Sam OMaison - and the punch that led directly to the title .Photo by Andy Garner
Sam OMaison - and the punch that led directly to the title .Photo by Andy Garner

This was no ordinary boxing match, for Sam O’maison.

And it wasn’t the fact that the English super lightweight title was on the line.

This was a fight that had to be won - for his nan.

She passed away onlydays before the Sheffield southpaw got into the ring with Kevin Hooper, at Bramall Lane, on Saturday.

And O’maison badly wanted to dedicate his most priceless victory to her.

It went according to plan with a super third round stoppage. And it was a clearly-emotional boxer who later revealed his inner turmoil.

Sam and Kevin - sporting after the fight. Pic Andy Garner

Sam and Kevin - sporting after the fight. Pic Andy Garner

“I dedicate this fight to my nan” he said, adding he had been fitting in training in between trips to see her in her final days.

The family man, whose 27th birthday on fight-day was essentially overlooked because of the contest and his bereavement, praised his Grimsby opponent for not taking an easier route, as other fighters do.

O’maison said it had been a 50-50 chance for either, going into the scheduled 10 rounder.

In fact, it only lasted three. The Ryan Rhodes leftie connected with a wicked upper cut which downed the 34-year-old.

The more experienced, former English Lightweight champion hung on for a few seconds, but couldn’t dodge the combinations coming his way with increasing intensity.

Eventually, two more stiff blows to the jaw saw referee Shaun Messer halt the barrage. There were no complaints from Hooper, who had put in a decent first round, catching the home fighter with a right to the cheek,

But he didn’t have enough as O’maison followed in the footsteps of former Sheffield United footballer Curtis Woodhouse, to become English champion at 10 stone.

Several of O’maison’s fans immediately jumped on to the ring side to celebrate with him - but it was good-natured and enthusiastic rather than troublesome - and order was soon restored.

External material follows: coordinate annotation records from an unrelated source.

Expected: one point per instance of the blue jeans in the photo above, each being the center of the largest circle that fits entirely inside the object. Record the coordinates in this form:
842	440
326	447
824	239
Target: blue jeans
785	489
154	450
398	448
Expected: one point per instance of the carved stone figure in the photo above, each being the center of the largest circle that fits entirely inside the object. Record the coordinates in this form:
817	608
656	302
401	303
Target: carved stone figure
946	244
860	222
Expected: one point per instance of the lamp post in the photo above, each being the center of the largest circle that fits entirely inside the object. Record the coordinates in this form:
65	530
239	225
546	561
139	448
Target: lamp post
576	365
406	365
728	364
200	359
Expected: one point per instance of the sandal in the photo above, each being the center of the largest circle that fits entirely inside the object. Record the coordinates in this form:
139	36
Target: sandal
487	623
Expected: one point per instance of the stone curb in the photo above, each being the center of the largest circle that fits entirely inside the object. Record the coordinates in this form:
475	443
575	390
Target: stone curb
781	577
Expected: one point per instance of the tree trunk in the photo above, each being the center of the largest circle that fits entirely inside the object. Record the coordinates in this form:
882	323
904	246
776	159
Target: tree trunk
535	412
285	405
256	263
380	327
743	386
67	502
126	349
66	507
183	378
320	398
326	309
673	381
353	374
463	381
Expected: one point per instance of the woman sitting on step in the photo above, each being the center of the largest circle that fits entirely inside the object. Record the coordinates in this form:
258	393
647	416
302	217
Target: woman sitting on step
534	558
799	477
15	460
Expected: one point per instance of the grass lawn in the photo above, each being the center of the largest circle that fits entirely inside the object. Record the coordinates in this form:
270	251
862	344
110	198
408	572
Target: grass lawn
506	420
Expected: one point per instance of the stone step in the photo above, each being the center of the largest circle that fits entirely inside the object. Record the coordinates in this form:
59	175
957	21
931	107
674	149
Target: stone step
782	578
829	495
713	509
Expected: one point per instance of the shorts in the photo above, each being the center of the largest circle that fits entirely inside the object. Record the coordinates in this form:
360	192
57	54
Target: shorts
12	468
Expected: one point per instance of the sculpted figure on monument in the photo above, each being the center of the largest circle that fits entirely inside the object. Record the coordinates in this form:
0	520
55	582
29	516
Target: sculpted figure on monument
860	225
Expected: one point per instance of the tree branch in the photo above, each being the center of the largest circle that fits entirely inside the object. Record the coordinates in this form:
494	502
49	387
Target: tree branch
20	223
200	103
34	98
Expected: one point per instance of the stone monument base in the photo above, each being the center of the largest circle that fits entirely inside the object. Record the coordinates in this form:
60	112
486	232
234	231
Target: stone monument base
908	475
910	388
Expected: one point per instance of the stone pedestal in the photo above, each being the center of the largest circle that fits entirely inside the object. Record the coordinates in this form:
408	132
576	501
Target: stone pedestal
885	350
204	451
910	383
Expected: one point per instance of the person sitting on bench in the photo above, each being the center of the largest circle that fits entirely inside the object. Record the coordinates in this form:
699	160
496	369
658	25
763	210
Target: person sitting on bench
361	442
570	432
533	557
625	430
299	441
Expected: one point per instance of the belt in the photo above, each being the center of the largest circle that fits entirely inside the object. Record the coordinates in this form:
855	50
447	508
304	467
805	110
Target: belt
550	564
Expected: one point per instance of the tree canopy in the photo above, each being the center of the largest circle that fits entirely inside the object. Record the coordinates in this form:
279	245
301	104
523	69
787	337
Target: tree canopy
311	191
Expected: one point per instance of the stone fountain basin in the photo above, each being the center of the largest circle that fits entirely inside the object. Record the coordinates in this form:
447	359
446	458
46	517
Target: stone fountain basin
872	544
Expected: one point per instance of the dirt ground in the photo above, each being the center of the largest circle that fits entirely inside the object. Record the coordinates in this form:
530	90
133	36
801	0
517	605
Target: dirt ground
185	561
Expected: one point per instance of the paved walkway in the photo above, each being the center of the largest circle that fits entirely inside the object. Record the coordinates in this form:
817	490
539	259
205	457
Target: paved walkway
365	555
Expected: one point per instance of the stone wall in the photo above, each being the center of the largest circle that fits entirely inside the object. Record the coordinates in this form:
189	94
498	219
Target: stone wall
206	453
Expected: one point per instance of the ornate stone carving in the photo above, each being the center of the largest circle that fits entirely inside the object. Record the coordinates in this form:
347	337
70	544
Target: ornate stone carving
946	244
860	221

The O’maison camp hinted that negotiations had begun for his next fight: “There are better things coming for Sam” said Rhodes, who added that his man had put Sheffield boxing on the map again.

Ideally, Rhodes would like a defence then an assault on British and Commonwealth honours.

There were points wins on the undercard for Loua Nassa, Razaq Najib and Jayce Dixon, while Nicolie Campbell had earlier shown O’maison the way with a spectacular stoppage of Patryk Buczek in round two of their contest.